People’s Choice president Fred Nelson credits the increase to a number of new voting initiatives. “As social networking sites become more sophisticated, we’ve tapped into all the ways fans gather,” said Nelson. When voting on PeoplesChoice.com, fans had the option of publishing votes on Facebook and MySpace pages with a message that read, “Vote for my choice.” Nelson also cites partnerships with MySpace and Wonderwall that drove visitors to PeoplesChoice.com and the advent of cell-phone voting as contributing to the increase in votes.
“We really try to reinforce that fans have control,” Nelson said. In that vein, organizers opened up attendance to the public, working with Ticketmaster and selling tickets to the show for the first time.
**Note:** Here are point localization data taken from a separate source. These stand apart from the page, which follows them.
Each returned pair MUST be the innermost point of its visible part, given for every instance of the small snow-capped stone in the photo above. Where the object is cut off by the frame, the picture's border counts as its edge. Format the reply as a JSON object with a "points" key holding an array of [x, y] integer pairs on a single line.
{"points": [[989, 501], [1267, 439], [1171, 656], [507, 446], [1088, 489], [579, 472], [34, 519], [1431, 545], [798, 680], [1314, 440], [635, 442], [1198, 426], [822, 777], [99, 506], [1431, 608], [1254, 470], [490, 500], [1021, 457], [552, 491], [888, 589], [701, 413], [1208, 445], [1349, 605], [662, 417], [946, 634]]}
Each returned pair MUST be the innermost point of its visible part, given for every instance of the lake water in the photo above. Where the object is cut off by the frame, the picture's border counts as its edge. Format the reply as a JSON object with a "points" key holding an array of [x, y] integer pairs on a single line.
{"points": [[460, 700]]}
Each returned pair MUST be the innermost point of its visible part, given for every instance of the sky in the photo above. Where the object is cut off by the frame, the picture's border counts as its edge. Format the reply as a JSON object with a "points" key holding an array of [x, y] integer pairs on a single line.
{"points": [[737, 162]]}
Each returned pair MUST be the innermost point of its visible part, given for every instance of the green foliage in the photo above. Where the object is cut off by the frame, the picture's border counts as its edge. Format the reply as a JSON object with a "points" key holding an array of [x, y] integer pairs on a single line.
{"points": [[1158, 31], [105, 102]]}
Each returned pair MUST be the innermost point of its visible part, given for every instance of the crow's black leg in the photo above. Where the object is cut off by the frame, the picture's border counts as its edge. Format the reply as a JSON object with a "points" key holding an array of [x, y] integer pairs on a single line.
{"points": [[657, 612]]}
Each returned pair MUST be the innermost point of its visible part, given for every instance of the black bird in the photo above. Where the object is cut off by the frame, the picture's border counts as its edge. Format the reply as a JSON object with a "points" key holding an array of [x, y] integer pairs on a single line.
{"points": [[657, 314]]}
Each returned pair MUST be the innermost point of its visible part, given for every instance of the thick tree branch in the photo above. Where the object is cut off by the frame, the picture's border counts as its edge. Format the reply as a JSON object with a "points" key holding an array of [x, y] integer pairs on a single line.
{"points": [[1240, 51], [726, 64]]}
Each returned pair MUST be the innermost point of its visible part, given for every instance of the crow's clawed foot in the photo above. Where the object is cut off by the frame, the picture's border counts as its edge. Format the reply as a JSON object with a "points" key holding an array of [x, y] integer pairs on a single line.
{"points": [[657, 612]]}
Proceeds from the tickets, which sold-out and ranged in price from $35 for a single ticket to $800 for a four-person V.I.P. package, went toward producing the show and benefiting charitable partner Children’s Safe Drinking Water. Of the close to 7,000 people who attended the show, most purchased or won tickets through radio promotions. “The executives and sponsors who dominate other award shows are the minority at the People’s Choice,” said Nelson.
Close to 200 fans packed bleachers set alongside a 165-foot-long red carpet outside the theater. Inside, giant screens frequently featuring the new People’s Choice logo—a television, movie projector, and headphone icon—dominated the stage. New show producer Mark Burnett, who also produces the MTV Movie Awards, added film spoofs featuring host Queen Latifah to the broadcast.
Following the show, 600 guests, including talent and executives from show producer Procter & Gamble walked across the L.A. Live courtyard to the Conga Room for the after-party. Nelson tapped Sequoia Production’s Andrea Brooks to produce the event. Brooks and her team opted to keep the decor in line with the Conga Room’s existing Latin look, bringing in couches and ottomans in deep red tones to convert the main room, V.I.P. areas, and even the venue’s stage into lounge areas. Metallic red and copper fabric topped buffet tables, as did rustic-looking white bricks stacked neatly around menu items.
While 60 million individuals logged on to vote, close to 10 million viewers tuned in to the People's Choice Awards, which beat competition during its time slot and saw an increase in viewership from last year's 9.4 million.